Von Hermann Ferschke.

Wie gern wollte ich die morgige Partie mitmachen, aber ich habe ja nichts zum Anziehen!“ Wie oft, verehrte Leserin, hast du solchen oder ähnlichen Seufzer schon ausgestoßen. Und dabei hängt der Kleiderschrank voll schöner, noch recht brauchbarer Kleider, und deine Hüte sind noch so gut wie neu – und doch hast du nichts zum Anziehen. Der schöne, theure, so geschmackvoll garnirte Strohhut, er ist im vorigen Sommer kaum ein dutzendmal getragen worden, wie hübsch hat er dir gestanden und wie lange könntest du ihn noch tragen! Aber er ist vom vorigen Jahre, die Mode hat sich geändert, der Thurm von Babel, der heute Mode ist und den du im vorigen Jahre verlacht hättest, macht deinen vorjährigen, hübschen, aber niedrigen Hut heute lächerlich. Der theure Umhang vom vorigen Jahre, an welchem – erinnere dich nur – ein recht herbe gewesener Seufzer deines lieben Mannes hängt, ist in diesem Jahre nicht mehr modern, die stille Hoffnung des armen Gatten, das theure, leichte und unnütze Ding werde nun hoffentlich mehrere Jahre vorhalten, erfüllt sich nicht – du „kannst nicht als Vogelscheuche einhergehen“, sondern hast die Verpflichtung, dich standesgemäß zu kleiden. Dieser Ansicht kann und darf sich der liebe Ehemann nicht verschließen, und mit Seufzen greift er in die Tasche und zahlt – um des lieben Friedens willen.

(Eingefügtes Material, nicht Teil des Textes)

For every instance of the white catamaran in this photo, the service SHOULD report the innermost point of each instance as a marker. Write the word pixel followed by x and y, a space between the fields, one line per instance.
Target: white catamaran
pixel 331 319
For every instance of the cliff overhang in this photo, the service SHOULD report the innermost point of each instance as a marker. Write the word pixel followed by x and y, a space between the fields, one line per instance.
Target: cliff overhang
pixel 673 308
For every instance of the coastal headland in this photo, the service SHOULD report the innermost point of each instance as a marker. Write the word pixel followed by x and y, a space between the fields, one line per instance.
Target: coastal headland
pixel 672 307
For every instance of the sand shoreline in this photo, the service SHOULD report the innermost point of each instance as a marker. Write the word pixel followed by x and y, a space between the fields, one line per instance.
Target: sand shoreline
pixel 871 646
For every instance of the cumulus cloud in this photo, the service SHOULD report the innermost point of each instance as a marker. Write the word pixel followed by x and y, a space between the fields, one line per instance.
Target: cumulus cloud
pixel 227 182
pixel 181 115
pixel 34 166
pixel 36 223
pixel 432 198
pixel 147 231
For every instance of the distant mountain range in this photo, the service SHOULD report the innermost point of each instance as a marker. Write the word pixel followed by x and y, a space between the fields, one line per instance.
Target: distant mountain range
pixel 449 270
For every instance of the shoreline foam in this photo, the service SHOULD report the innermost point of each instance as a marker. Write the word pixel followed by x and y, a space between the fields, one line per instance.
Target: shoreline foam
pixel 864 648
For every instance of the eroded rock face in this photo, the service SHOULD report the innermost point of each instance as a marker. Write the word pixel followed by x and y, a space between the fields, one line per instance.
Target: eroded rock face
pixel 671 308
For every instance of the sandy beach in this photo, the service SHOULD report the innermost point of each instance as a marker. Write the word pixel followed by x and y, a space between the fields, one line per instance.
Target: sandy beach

Standesgemäß! Du Götze unserer heutigen Zeit, wie oft wird dir Frieden, Glück und Wohlstand ganzer Familien geopfert!

Da habe ich einen guten Freund, einen braven, ehrenwerthen Mann, der an der bekannten scharfen Majorsecke umwarf und in seinen besten Jahren mit Pension zur Disposition gestellt wurde, der sitzt nun da mit einer, ich bedaure es sagen zu müssen, anspruchsvollen Frau und sechs schulpflichtigen Kindern. „Die Alle soll ich nun standesgemäß erhalten und erziehen,“ klagte er mir einst, „und da die Pension selbstverständlich nicht zulangt, so schreibe ich Tag und Nacht und zittere bei jeder fertigen Arbeit bei dem Gedanken, die Redaktion könnte sie zurückweisen. Es ist ein Hundeleben! Die beiden Jungens habe ich zwar glücklich im Kadettenkorps untergebracht, aber die vier Mädchen kosten ein Heidengeld.“

Seine Frau nannte er nicht; er wußte, das hatte er nicht nöthig, ich verstand ihn auch so.

Er mußte natürlich in der großen Stadt standesgemäß wohnen, und da seine Frau, welche nicht vergessen konnte, daß sie einst auf großem Fuß gelebt hatte, auch, um standesgemäß aufzutreten, nach wie vor ein größeres Dienstpersonal halten zu müssen glaubte, so ging die Hälfte der Pension allein für Miethe und Dienstbotenlöhne darauf. Daß sie mit ihrem standesgemäßen früheren noblen Leben ihr eingebrachtes Privatvermögen verpulvert hatte, vergaß die gute Frau.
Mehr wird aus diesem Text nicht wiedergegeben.